Der nachhaltige Einsatz Hengelbrocks für geistliche Werke des zu Unrecht vernachlässigten Opernkomponisten Antonio Lotti kann nicht hoch genug eingeschätzt werden. Wie das Booklet verrät, sind Kopien der Lotti-Partitur bei Bach, Händel und Zelenka gefunden worden. Von letzterem stammt dann auch die hier eingespielte, so genannte "Dresdner Fassung" mit veränderten Bläserstimmen.

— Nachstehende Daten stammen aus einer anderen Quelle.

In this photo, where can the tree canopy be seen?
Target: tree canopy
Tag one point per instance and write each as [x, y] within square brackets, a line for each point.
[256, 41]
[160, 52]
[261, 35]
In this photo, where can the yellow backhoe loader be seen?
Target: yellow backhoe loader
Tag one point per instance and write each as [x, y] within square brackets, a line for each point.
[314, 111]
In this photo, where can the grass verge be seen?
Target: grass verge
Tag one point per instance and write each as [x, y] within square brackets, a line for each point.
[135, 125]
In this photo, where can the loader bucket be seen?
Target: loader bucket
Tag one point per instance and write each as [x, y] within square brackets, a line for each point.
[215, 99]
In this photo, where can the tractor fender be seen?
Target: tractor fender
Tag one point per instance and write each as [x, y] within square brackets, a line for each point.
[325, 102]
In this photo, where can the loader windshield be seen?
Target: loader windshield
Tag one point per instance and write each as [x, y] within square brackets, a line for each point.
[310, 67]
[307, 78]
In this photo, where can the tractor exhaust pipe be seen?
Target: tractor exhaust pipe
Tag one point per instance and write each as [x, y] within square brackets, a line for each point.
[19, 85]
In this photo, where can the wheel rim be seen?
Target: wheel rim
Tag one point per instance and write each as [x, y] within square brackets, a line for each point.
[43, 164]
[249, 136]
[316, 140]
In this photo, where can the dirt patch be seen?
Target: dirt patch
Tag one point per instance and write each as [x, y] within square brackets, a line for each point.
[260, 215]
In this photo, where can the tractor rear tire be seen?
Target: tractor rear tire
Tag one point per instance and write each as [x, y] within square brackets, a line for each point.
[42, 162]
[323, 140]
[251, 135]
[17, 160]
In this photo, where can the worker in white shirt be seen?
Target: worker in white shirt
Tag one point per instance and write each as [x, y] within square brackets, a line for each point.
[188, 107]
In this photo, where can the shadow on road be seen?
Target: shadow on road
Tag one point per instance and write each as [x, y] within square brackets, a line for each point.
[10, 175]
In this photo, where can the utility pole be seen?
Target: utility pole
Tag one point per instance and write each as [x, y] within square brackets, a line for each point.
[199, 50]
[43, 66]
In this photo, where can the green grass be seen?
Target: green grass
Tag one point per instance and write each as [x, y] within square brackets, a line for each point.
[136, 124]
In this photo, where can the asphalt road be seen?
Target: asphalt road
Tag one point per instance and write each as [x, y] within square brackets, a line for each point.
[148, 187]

Bei dem Bachschen Es-dur-Magnificat BWV 243a hingegen handelt es sich um die weniger bekannte Urfassung aus 1723, die offensichtlich für eine Aufführung in der Weihnachtszeit gedacht war und daher vier äußerst reizvolle weihnachtliche Einlagesätze aufbietet. Für spätere Aufführungen reduzierte Bach sein Magnificat auf die Worte des Lobgesangs der Maria aus dem Lukas-Evangelium, nahm vereinzelt Uminstrumentierungen an den Bläserstimmen vor und transponierte das Werk in die gebräuchlichere Tonart D-dur.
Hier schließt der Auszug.